Monday, January 07, 2008

The kids went back to school today. YAY! My work day was the same just lacking the sound of my two kids screaming at eachother in the background. Emily woke up around 7:30am, went to the bathroom and was very upset that neither Kris nor Cass were in the house. Then she spent the day pestering me and poor Molly cat who is her new abusee. Molly runs and hides when she sees Em coming and I don't blame her one bit. I told Em if she whaps you with a paw, you deserved it.

It was a big day for Emily yesterday. She moved from her crib to her first "big girl" bed. About 2 weeks ago, she refused to sleep in the crib anymore and announced that she was too big. She slept with me for two weeks. Thursday, her crib was disassembled and Joe and I both commented that we still remembered setting up her little crib about 2 weeks before her due date. After the crib was gone, I spent two days cleaning the area and yesterday, we moved her temporary big girl bed into the space and set it up for her. She was so excited last night, she couldn't lie down. Finally after midnight, she fell asleep. At 3am, I woke up and she was in my bed. Go figure! Another rite of passage for my little girl. It's depressing in a way. She is the
last child I'll ever have and her rites of passage are also mine as I leave the child bearing years behind and move into whatever comes next. I guess whatever that is, is up to me.

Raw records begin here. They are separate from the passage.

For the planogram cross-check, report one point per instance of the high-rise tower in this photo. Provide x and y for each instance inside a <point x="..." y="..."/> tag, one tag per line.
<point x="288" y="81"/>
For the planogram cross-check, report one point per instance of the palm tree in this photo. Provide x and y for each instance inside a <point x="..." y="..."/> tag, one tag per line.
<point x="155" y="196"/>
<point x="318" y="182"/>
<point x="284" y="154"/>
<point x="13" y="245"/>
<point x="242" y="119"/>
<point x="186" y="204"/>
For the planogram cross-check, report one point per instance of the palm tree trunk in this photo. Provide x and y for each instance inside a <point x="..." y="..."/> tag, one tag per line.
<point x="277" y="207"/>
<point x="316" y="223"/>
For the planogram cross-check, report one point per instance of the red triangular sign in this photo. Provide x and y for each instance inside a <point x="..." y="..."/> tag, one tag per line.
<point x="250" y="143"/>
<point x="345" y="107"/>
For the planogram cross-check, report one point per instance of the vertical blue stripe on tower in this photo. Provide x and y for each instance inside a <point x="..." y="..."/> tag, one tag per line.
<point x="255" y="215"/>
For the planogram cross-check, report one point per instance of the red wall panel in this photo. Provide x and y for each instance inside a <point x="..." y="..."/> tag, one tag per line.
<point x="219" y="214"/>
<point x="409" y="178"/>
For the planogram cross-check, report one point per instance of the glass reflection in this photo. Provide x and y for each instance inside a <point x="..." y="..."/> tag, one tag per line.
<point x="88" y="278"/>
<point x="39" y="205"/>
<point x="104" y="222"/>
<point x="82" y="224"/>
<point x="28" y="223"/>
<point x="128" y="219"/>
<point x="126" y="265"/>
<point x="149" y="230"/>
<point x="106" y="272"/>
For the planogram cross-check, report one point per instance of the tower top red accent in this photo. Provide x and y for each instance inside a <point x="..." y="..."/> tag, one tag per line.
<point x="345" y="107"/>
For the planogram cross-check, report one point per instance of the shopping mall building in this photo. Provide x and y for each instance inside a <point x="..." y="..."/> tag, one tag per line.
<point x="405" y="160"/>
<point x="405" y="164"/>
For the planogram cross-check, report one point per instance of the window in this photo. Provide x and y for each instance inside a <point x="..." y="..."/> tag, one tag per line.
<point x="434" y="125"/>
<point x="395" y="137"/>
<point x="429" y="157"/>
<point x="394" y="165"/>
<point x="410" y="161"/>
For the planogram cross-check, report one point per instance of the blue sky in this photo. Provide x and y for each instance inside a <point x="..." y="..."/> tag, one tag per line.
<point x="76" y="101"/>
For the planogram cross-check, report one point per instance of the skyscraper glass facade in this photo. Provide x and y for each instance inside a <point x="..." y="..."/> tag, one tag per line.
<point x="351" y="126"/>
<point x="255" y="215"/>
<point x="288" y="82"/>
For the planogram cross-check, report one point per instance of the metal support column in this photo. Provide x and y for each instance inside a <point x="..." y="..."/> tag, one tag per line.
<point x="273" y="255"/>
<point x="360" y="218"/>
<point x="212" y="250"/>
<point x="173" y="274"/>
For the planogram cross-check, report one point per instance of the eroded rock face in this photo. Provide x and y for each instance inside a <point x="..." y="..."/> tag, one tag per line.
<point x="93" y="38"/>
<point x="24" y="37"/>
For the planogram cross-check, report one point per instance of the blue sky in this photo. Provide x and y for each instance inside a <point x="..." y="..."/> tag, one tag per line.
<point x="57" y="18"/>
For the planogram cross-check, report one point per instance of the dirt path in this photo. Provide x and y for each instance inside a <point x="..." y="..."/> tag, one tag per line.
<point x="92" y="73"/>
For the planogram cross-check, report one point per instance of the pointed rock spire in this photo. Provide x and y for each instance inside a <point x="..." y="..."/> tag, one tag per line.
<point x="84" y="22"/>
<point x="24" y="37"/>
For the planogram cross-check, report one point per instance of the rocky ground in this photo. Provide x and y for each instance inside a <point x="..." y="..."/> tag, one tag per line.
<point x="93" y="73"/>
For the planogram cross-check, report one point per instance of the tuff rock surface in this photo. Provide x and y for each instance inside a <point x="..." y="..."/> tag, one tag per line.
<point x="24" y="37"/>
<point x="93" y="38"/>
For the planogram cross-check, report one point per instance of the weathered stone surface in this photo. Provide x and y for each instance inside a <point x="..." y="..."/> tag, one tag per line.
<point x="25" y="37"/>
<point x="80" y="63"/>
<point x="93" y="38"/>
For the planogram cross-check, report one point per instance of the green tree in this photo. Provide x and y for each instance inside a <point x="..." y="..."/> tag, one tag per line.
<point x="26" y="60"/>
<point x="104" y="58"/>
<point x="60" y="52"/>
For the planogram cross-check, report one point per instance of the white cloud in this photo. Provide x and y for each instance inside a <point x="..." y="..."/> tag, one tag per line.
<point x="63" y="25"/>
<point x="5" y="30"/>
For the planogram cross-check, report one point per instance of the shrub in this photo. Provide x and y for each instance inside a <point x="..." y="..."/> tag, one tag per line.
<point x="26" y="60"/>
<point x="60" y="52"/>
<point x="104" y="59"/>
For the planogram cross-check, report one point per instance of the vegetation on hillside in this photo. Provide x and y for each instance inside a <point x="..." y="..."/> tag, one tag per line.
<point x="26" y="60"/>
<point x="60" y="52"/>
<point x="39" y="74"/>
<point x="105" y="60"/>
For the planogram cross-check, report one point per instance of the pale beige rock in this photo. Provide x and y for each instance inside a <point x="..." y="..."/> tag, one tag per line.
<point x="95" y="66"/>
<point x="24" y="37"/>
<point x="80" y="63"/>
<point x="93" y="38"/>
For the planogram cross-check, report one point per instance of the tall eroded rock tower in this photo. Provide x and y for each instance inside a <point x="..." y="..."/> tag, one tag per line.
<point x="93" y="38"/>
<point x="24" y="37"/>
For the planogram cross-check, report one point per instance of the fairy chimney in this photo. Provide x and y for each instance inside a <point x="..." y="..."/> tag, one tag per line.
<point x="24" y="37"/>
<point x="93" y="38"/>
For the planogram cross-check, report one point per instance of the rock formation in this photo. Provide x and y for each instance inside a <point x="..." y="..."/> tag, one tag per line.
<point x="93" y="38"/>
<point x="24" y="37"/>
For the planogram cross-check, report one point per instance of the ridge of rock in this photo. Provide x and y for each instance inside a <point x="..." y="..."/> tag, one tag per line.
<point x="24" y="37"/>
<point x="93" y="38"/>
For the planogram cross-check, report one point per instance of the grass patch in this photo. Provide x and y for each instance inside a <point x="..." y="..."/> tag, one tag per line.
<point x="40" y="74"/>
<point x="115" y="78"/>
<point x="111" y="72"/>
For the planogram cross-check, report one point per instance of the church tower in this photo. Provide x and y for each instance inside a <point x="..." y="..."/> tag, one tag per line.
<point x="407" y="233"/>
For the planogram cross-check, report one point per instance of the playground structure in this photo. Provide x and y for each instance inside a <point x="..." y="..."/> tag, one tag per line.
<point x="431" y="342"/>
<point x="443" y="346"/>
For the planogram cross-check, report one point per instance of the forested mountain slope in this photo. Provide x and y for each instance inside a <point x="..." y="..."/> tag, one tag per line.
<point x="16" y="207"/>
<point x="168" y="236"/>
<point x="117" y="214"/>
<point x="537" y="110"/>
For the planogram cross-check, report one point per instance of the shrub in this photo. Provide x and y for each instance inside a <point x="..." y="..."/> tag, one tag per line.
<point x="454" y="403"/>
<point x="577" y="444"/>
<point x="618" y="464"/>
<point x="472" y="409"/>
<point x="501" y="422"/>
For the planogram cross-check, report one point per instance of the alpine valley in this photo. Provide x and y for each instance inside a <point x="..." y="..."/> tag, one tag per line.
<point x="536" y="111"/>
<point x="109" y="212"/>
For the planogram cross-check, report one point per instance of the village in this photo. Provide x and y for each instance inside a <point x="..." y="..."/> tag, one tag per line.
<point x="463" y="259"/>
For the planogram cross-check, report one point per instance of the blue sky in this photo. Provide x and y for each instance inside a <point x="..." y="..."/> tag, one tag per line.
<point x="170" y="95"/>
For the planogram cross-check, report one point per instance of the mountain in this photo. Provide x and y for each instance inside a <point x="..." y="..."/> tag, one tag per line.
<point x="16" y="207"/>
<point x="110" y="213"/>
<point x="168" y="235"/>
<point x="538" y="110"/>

I went and chose paint for the downstairs today. I looked through scads of paint colors to find the right one. Colors were called, Mystic, Indian sand, peanut butter, Scandinavian Sunset, Harvest Moon, Cinnamon Stick and after I searched through all those I settled on Taupe. Yup, that's what it was called "Taupe". It was in the special section for male patrons along with the neato colors "brown" "red" "blue"... ;-) The painters are coming on Wednesday. After I get the flooring in, I'll have finally finished the basement after the flood of 04. I hadn't even lived here a full year when a storm came through that knocked power out for 12 hours and then of course it rained all day with no working sump pump. It was a day that will live in infamy here in the raised ranch in HP. I got my very first taste of some of the joys of home ownership sloshing through a foot of water in the utility room trying to get the sump to work while a 2 month old Emily screamed bloody murder in her crib upstairs. Of course, I was by myself with the kids, severe weather all day. Joe was at his friend Matt's house tying one on when I interrupted in a panic and sent him to the store in the middle of the night to find something that would get the water out of my basement. My brothers room was dessimated so he wound up sleeping on an air mattress for two weeks. It just sucked. It sucked all the way around. Everytime I found some cash to fix the basement, something came and took it. I had to give $8000 to an attorney so that worthless waste of a human being that calls himself Emily's father can don my doorstep. Ouch! I would have rather had the new paint and flooring. So here I am, FINALLY 2 plus years later with some cash to finally get it back to good starting with taupe paint and hopefully ending with some new furniture.

Kris handed me some sheet music today and told me I'll be accompanying him in a solo contest at his High school. SAY WHAT??? It's been like 20 years since I played in front of anything outside a couple of cats and some dust bunnies. This makes me nervous. I have anxiety disorder and it's part of the reason I never really pursued music performance as a hobby. I'm frickin terrified of playing in public. I used to sing in Choir and that was alright. 200 other voices drowned out mine and it wasn't like I was on stage by myself belting a happy tune. When I was asked to sing at a wedding 20 years ago, I felt like I was drowning up there despite all the prep. I got through it by staring at the stained glass windows while trying hard to pretend that there weren't a few hundred people in there with me. So, I'm now deciding whether I should hire a teacher for a couple months or get a prescription for Valium. Is it too late to find a person who looks like me who can play the Piano? Any takers?

This concludes today's version of My Mundane Life. Ya'all can wake up now.

2 comments:

"Just" Joe said...

She ended up sleeping with you anyway? That's cute!

Nonalee said...

I'm beginning to think when Em finally does have a room of her own, she'll still end up sneaking back into bed with you... Hugs to all!